114 | To the Board of Trade

    Boston May 17. 1762.

    My Lords

    I have just received your Lordships letter dated Febry 4th: and in regard to your Lordships observations on the act for the better observation of the Lords day, would lose no time in informing your Lordships of what occurred to me in passing that act.480

    I did not consider it [to] be a repealing Act, but rather a consolidating One: tho’, when many acts are reduced into one it is expedient to repeal the others, yet if the substance of them is preserved in the new Act, the old ones are not virtually tho’ formally repealed. If I had thought it to be within the Spirit of the instruction & therefore to have required a suspending clause, I must have negatived the Act; for such is the present prejudice against suspending clauses, that they would give up an useful act, which I take this to be, rather than agree to a suspending clause and perhaps this may have been the reason why my predecessors have not strictly observed that instruction.

    But tho’ I think this an useful Act, as it appears to me to be a quieting one, I am not so well satisfied with the act additional to it which passed the next Session.
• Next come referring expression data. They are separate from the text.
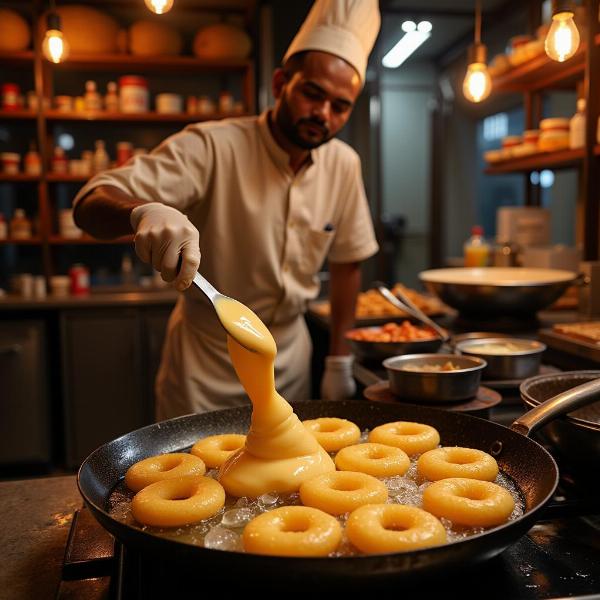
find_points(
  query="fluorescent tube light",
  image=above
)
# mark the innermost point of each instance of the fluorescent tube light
(414, 36)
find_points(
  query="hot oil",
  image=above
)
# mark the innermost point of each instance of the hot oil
(224, 530)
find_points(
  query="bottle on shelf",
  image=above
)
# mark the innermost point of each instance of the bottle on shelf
(111, 100)
(476, 249)
(101, 160)
(33, 162)
(577, 126)
(20, 225)
(92, 97)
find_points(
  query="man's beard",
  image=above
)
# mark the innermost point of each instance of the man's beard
(291, 130)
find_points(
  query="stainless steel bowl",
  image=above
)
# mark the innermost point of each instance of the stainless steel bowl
(491, 291)
(522, 358)
(379, 350)
(435, 386)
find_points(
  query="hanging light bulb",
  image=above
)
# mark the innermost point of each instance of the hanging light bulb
(562, 39)
(54, 47)
(477, 84)
(160, 7)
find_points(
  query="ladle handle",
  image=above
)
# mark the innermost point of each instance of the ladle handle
(405, 304)
(564, 402)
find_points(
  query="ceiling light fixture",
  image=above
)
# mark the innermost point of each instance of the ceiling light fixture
(160, 7)
(414, 36)
(562, 39)
(478, 83)
(54, 47)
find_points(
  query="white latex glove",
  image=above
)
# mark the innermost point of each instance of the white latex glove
(162, 235)
(338, 382)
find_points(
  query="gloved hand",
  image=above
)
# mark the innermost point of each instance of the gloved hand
(338, 382)
(162, 234)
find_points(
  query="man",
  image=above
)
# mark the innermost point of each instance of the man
(264, 200)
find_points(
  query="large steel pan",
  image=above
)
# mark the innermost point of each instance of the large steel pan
(490, 291)
(530, 466)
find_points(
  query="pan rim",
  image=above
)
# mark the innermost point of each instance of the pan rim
(527, 516)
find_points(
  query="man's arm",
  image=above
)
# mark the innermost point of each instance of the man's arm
(105, 212)
(344, 284)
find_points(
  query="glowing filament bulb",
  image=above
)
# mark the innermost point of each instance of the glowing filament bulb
(477, 84)
(562, 40)
(160, 7)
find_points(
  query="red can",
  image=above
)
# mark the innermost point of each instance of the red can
(80, 279)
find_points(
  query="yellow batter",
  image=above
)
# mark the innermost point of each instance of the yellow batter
(279, 453)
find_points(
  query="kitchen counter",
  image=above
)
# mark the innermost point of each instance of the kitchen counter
(36, 517)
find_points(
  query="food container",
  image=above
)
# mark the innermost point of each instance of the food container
(133, 94)
(506, 357)
(169, 103)
(366, 349)
(431, 385)
(10, 162)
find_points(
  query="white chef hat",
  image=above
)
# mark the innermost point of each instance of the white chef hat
(345, 28)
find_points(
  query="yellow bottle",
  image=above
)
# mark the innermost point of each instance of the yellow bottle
(476, 249)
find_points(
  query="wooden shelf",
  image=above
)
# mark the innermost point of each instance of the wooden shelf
(127, 62)
(7, 115)
(6, 177)
(542, 72)
(150, 117)
(57, 240)
(563, 159)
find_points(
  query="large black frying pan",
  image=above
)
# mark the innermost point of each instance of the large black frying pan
(524, 460)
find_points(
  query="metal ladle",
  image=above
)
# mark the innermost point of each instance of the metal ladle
(404, 303)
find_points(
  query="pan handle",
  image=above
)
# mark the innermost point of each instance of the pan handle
(557, 405)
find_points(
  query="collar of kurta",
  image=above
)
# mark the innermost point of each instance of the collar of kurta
(279, 156)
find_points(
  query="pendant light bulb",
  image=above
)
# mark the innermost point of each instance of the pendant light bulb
(160, 7)
(562, 39)
(55, 47)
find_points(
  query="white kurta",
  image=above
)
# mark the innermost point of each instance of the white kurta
(264, 234)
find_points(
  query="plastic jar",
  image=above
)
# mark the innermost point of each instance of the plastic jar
(10, 96)
(133, 97)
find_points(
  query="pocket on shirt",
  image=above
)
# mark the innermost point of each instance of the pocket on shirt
(315, 250)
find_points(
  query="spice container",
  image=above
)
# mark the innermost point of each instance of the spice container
(10, 162)
(133, 94)
(20, 225)
(10, 96)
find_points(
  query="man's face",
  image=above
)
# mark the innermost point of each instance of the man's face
(314, 103)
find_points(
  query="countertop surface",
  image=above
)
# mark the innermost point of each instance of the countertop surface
(36, 517)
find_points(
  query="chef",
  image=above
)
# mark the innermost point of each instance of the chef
(256, 204)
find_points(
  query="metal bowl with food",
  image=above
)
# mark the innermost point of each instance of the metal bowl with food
(434, 377)
(493, 291)
(392, 339)
(506, 357)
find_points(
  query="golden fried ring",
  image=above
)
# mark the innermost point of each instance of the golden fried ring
(214, 450)
(164, 466)
(454, 461)
(339, 492)
(332, 433)
(293, 531)
(413, 438)
(378, 460)
(469, 501)
(380, 528)
(177, 502)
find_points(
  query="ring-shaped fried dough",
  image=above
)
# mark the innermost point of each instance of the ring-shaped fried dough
(455, 461)
(214, 450)
(164, 466)
(378, 460)
(381, 528)
(293, 531)
(339, 492)
(413, 438)
(469, 501)
(332, 433)
(176, 502)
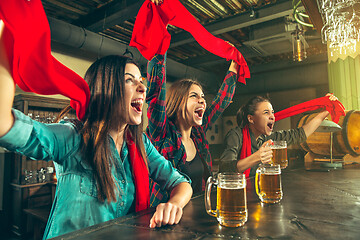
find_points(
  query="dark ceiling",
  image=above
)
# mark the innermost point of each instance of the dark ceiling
(260, 29)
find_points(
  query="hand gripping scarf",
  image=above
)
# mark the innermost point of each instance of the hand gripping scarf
(151, 37)
(33, 68)
(335, 108)
(141, 175)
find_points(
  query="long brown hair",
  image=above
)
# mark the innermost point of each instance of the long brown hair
(106, 111)
(177, 96)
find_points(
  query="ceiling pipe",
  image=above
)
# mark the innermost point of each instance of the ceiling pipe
(86, 40)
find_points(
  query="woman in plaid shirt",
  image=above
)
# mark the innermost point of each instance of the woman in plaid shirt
(178, 122)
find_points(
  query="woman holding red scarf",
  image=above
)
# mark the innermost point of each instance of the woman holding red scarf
(179, 119)
(256, 118)
(103, 163)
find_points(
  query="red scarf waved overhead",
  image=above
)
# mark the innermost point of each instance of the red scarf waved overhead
(335, 108)
(33, 68)
(140, 174)
(151, 37)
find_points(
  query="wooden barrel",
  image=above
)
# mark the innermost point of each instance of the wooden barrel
(346, 141)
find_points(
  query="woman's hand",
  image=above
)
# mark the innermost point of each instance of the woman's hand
(233, 66)
(265, 152)
(166, 213)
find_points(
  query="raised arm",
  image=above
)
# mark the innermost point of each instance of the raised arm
(7, 88)
(223, 98)
(314, 123)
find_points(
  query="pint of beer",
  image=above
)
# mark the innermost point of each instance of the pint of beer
(231, 207)
(279, 149)
(268, 183)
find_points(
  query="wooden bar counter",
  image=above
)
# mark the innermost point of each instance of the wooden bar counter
(316, 205)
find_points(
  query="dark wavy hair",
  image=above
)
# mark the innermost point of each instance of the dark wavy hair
(106, 111)
(248, 108)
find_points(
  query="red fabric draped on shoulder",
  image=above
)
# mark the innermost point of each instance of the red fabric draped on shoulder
(335, 108)
(34, 69)
(151, 37)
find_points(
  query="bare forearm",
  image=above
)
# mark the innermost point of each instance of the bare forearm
(7, 90)
(314, 123)
(181, 194)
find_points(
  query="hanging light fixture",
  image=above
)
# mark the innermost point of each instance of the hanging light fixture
(299, 45)
(341, 29)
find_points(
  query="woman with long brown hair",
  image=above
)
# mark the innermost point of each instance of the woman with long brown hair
(103, 163)
(179, 119)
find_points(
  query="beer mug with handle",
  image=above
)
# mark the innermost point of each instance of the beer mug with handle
(268, 183)
(279, 149)
(231, 207)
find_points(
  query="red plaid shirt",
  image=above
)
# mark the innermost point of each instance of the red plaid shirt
(164, 134)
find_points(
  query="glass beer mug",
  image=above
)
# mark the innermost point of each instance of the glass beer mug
(279, 149)
(268, 183)
(231, 207)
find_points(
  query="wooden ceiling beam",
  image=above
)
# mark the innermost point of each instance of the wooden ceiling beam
(264, 14)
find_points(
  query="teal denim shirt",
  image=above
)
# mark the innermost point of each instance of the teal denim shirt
(75, 204)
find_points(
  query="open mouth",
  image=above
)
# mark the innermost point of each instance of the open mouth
(137, 105)
(270, 126)
(199, 112)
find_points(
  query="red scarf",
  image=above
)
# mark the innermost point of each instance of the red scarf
(335, 108)
(34, 69)
(151, 37)
(141, 175)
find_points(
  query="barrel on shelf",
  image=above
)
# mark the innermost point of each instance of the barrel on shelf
(346, 141)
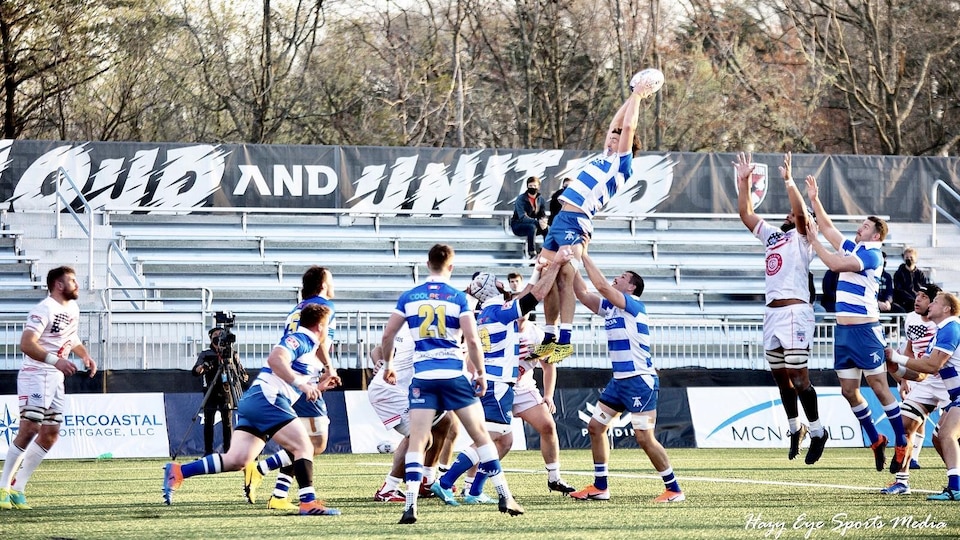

And yet I could not negative it, because I could not avow the reasons of my disapprobation of it; which were founded on a suspicion that the power thereby granted to the Wardens was too great to be committed to officious & injudicious people into whose hands it must sometimes fall, especially as an extraordinary show of Zeal would often direct the Choice

    I will order the proper officer to make out an Account of the duties of tonnage & impost specifying the duties upon Rum Sugar & Molasses as well as he can. But I much doubt whether he makes any distinction between Foreign Sugars &c and those of our own Islands.481

    I am, with great respect, My Lords, Your Lordship’s most obedient & most humble Servant

    Fra. Bernard

    To The Right Honble The Lords of Trade &c

    ALS, RC CO 5/891, ff 81-82.

    Read and considered by the Board of Trade on 19 Nov. 1762. JBT, 11: 297-298.